ESE is an ISAM engine -- Indexed Sequential Access Method. Wikipedia has an article on ISAMs: https://en.wikipedia.org/wiki/ISAM.

ESE allows you to insert data in a structured manner, with data types such as integer or strings. Then you need to be able to find the data, which is where indexing comes in. As one co-worker put it '80% of ESE's coolness is in its indexing'.

ESE stores records in a B+tree (https://en.wikipedia.org/wiki/B%2B_tree). This tree is ordered by the Primary Key. You can either use the default order (an internally-incrementing number, so any new records inserted just end up at the end), or you can explicitly define a primary index (sometimes called 'Clustered Index') by specifying JET_bitIndexPrimary to the index definition. This is very beneficial when you have a unique property that you know will be accessed sequentially. (For example sorting by Employee ID or by Social Security Number [US] or Social Insurance Number [Canada] could be useful. But a primary index on employee name wouldn't be good because two people may have the same name.)

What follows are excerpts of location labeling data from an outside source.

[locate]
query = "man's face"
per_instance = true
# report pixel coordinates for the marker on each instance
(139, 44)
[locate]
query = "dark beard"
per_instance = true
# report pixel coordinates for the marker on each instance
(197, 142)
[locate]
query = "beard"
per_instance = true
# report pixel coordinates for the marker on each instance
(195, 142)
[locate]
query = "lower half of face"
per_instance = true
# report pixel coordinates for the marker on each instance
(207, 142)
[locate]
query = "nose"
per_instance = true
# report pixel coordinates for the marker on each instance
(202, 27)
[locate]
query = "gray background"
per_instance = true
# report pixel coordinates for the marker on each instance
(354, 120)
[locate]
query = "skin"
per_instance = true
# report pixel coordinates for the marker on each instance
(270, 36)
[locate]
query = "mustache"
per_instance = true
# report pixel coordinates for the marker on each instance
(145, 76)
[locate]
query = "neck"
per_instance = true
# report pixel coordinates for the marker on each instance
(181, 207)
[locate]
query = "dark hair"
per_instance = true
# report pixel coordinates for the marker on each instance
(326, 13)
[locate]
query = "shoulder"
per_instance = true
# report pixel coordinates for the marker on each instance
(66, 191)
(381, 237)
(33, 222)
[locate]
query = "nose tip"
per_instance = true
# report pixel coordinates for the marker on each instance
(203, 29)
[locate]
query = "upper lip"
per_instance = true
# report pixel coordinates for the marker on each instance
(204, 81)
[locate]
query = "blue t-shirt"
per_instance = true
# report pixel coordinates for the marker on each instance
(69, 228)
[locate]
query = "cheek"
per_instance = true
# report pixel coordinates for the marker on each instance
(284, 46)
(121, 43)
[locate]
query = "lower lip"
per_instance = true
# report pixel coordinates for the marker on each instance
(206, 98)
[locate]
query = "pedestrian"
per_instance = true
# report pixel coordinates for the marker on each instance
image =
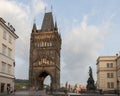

It's usually more interesting to be able to sort on properties other than the Primary Index. For example, sorting by employee names can be useful. This can't be a primary index, since full names aren't unique. You may want to create an index over "+LastName\0+FirstName\0\0". And maybe an index over "+Salary\0\0". These would be secondary indices.

But how do secondary indices work? They are also B+trees. Take the following data:

EmployeeId LastName FirstName Salary
3 Pertwee Jon 1000
5 Agyeman Freema 2200
101 Gillan Karen 2200
202 Smith Matt 2000

 

 

 

 

(Obviously 'Salary' is not unique, but 'EmployeeId' is.)

The Primary Index over 'EmployeeId' will have the primary keys of {3, 5, 101, 202}. The contents in that tree will be the records themselves.

The LastName/FirstName index would be: { [ "AGYEMAN\0FREEMA\0", 5 ], [ "GILLAN\0KAREN\0", 101 ], [ "PERTWEE\0JON\0", 3 ], [ "SMITH\0MATT\0", 202 ] }.

The Salary index would be { [ 1000, 3], [2000, 202], [2200, 5], [2200, 101] }.

Some things to note are:
-The contents of the secondary indices are the primary keys.
-By default, ESE converts ANSI text to uppercase for sorting. (Unicode text is treated differently.)
-The Salary index has a couple of duplicate entries. it's not a Unique index, so this is OK. The tie-breaker isthe value of the Primary Key.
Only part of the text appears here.